Martin Henry
THE HIGHER education landscape of the country has changed dramatically in the last few years. We are now boasting seven universities, six of which have only come on stream within the last decade. But even now when people speak of 'the university', they mean the University of the West Indies. And by 'the other university' they mean the University of Technology (UTech).
With the multiplication of universities, the most basic resources in higher education are going to be qualified students and qualified staff. I don't know if people are really aware of how thin the numbers of students emerging out of secondary schools with the minimum five CXCs required for matriculation into university are.
The Gleaner, commendably, ran a series of profiles on high performance students coming out of this year's CXCs and several schools published their top performers. Just last Wednesday [16/11] the St. Elizabeth Technical High School published its star performers. Where do these high performance students go? And what do they do?
While the local labour market has very limited room for more doctors and lawyers and even less for pure economists, sociologists and political scientists, the fastest growing careers lie elsewhere.
According to the United States Bureau of Labour Statistics the 10fastest growing occupations and those showing the largest growth in recent years are in auxiliary medical services, information and communication technology, various areas of sales and customer service, hospitality including food services, and post-secondary teaching.
PROFESSIONAL DEGREES
The other university offers professional degrees in the top 10 growth fields and other hot areas like the vast and diverse field of management but has hardly taken the trouble to calculatedly attract high-performance students to these offerings. High-performance students can launch highly rewarding career pathways from UTech. And the other university absolutely needs a solid core of these students for a strong graduate programme.
This week's JIS Bulletin in the papers announced 'GIS mapping to help with crime fighting'. UTech's Faculty of the Built Environment is a base for training in geographic information systems. And with all the concerns about urban space, the faculty runs a programme in urban and regional planning alongside more traditional high demand disciplines in construction, land management and architecture.
A wide range of business management disciplines and programmes in hospitality and tourism are taught and students are hawking these up making the faculty of business and management the largest of five. Holiday Inn advertised on Sunday for front office staff, fluent in Spanish. And the Spanish invasion in hotel construction is on in earnest. One of the features of hospitality and tourism training is the offering of basic skills in a second language. I have often thought that UTech could innovatively diversify its offerings providing greater value-added by attaching a second language to many more of its programmes.
MULTI-SKILLING
The same is true for attaching information technology and management minors to more technical majors. The wave of the future is this inter-disciplinarity and multi-skilling in training and in work, something for which UTech has seriously untapped capacity.
When I read of the new carrot processing plant for Manchester and of broadband fibre optic cables coming in it demonstrates that even in a weak economy graduates from a faculty of engineering and computing need not know what unemployment means. And computing could perhaps better serve UTech and the country by attaching an IT minor to many more areas of training.

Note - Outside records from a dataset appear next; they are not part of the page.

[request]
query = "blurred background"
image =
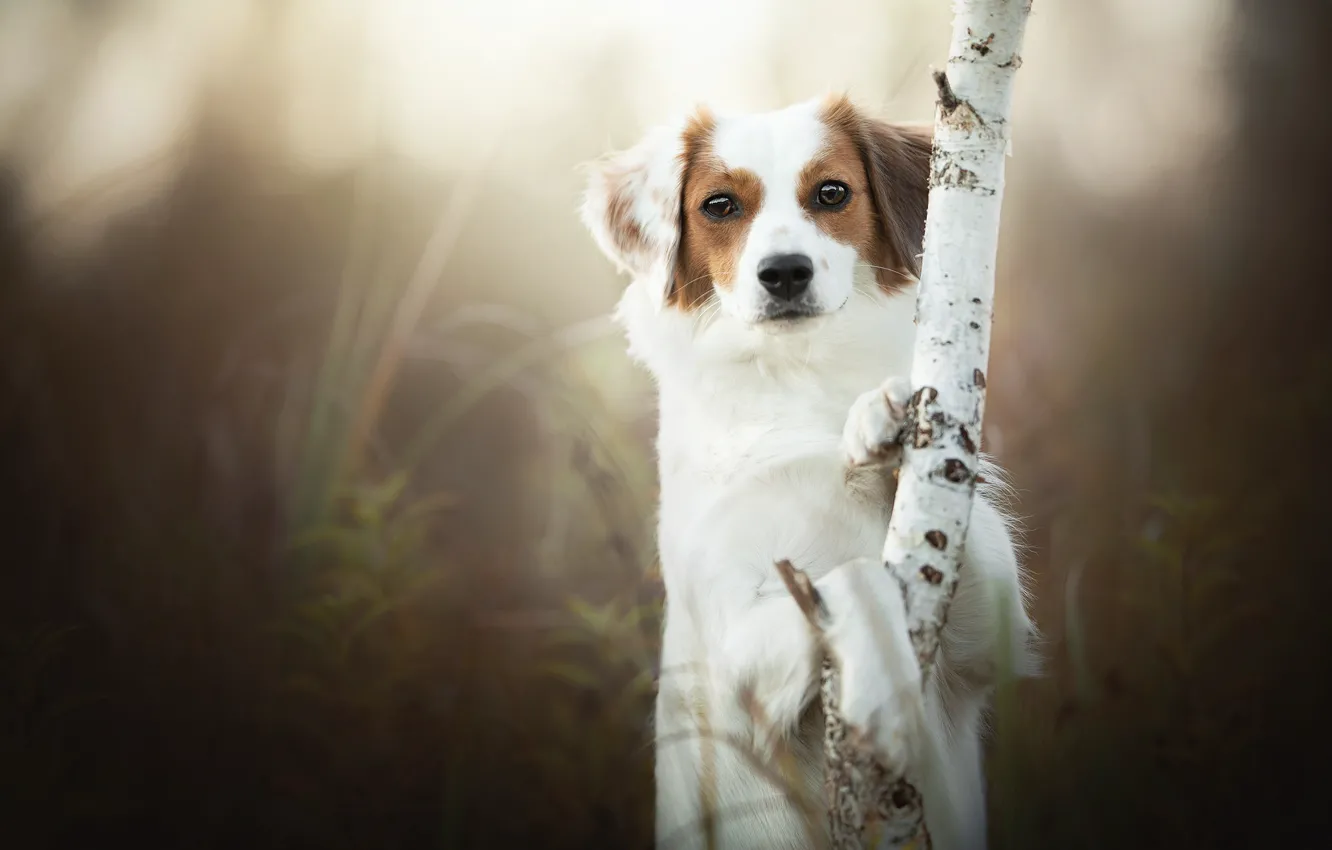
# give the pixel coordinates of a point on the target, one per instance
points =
(329, 488)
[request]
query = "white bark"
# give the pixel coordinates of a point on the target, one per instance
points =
(941, 441)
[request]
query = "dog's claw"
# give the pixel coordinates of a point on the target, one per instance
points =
(874, 424)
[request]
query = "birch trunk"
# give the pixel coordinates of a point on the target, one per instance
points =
(941, 441)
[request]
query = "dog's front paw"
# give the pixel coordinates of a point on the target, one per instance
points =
(882, 694)
(870, 436)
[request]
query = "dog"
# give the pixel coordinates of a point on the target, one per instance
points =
(774, 260)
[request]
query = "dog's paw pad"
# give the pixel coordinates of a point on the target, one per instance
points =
(874, 424)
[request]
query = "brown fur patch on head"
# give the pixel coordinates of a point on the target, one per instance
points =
(890, 168)
(709, 249)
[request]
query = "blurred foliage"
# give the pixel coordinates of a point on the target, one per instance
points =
(317, 540)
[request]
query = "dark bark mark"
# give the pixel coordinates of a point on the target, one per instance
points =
(955, 470)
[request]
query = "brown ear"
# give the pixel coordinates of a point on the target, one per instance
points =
(897, 160)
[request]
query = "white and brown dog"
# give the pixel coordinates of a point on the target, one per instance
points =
(774, 261)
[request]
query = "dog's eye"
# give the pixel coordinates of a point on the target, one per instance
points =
(831, 193)
(721, 207)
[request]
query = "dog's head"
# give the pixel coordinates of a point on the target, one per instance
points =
(766, 220)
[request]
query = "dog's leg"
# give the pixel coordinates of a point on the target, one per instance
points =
(987, 610)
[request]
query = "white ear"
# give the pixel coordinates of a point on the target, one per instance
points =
(632, 207)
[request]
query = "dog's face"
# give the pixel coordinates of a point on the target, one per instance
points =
(766, 220)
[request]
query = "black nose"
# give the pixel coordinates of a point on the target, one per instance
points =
(786, 276)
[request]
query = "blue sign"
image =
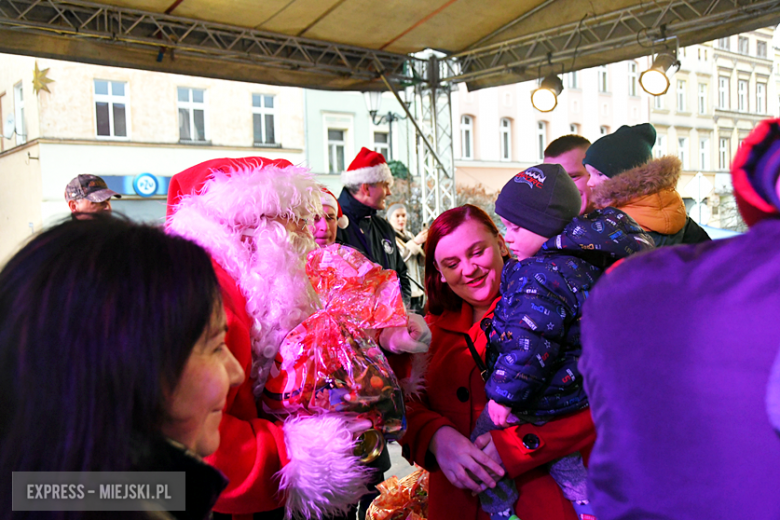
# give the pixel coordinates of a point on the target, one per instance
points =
(145, 184)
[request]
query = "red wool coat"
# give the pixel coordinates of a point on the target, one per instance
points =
(455, 396)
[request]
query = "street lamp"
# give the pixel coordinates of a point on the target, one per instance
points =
(374, 102)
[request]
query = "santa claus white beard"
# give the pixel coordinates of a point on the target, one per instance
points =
(278, 293)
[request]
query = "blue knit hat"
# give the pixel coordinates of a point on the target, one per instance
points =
(542, 199)
(628, 147)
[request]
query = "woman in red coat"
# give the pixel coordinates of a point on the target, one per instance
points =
(464, 257)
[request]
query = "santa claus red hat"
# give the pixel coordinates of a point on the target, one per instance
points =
(328, 199)
(369, 167)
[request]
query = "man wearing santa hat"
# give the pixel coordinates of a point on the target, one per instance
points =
(367, 184)
(250, 214)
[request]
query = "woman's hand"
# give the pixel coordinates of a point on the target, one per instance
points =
(463, 463)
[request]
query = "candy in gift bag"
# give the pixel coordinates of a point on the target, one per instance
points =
(329, 364)
(401, 499)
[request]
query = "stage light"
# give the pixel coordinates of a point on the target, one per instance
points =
(545, 98)
(654, 80)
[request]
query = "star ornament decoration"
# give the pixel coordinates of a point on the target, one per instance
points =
(40, 81)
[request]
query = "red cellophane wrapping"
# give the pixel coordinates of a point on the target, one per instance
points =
(329, 363)
(404, 499)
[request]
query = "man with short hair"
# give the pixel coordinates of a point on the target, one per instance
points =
(89, 194)
(367, 184)
(569, 151)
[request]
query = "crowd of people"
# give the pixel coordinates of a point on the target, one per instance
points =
(576, 366)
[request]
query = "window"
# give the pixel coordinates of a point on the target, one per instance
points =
(761, 49)
(723, 92)
(761, 98)
(681, 95)
(19, 124)
(659, 149)
(702, 98)
(336, 150)
(743, 45)
(603, 79)
(382, 144)
(541, 138)
(742, 96)
(682, 151)
(723, 154)
(192, 114)
(263, 119)
(111, 108)
(506, 140)
(573, 79)
(704, 153)
(466, 137)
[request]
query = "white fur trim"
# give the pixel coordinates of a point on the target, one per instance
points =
(414, 384)
(368, 175)
(323, 477)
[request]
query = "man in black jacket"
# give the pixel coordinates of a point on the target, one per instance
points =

A large number of the graduates of the education faculty do little and sometimes no teaching before they take their technical skills to greener pastures. UTech is the only place for degrees in clothing and textiles, apparel, and food and nutrition, but these, and degrees in business studies and industrial technology, are all tied to teaching. The non-teaching demand is high. The faculty should listen. As suggested for IT, an education minor could be offered as an attachment to a wide range of degrees. The national push to upgrade all teachers to degree level has created a huge clientele which UTech's teacher training arm can tap into, offering other areas like language, mathematics, sciences and IT outside of its usual tech/voc zone. The staff skills are there, just not (yet) pulled together from across isolated faculties.
Allied health professions are among the hottest in the labour market. UTech's faculty of health and applied sciences offers a range of these and could reconfigure existing human and physical resources to offer even more.
A recent addition is the composite science and education degree offered jointly with the education faculty. Many more of these market-responsive, inter-faculty degrees are waiting to happen as the second university enters its second decade. UTech can position itself so that 'second' means only in time sequence and nothing else.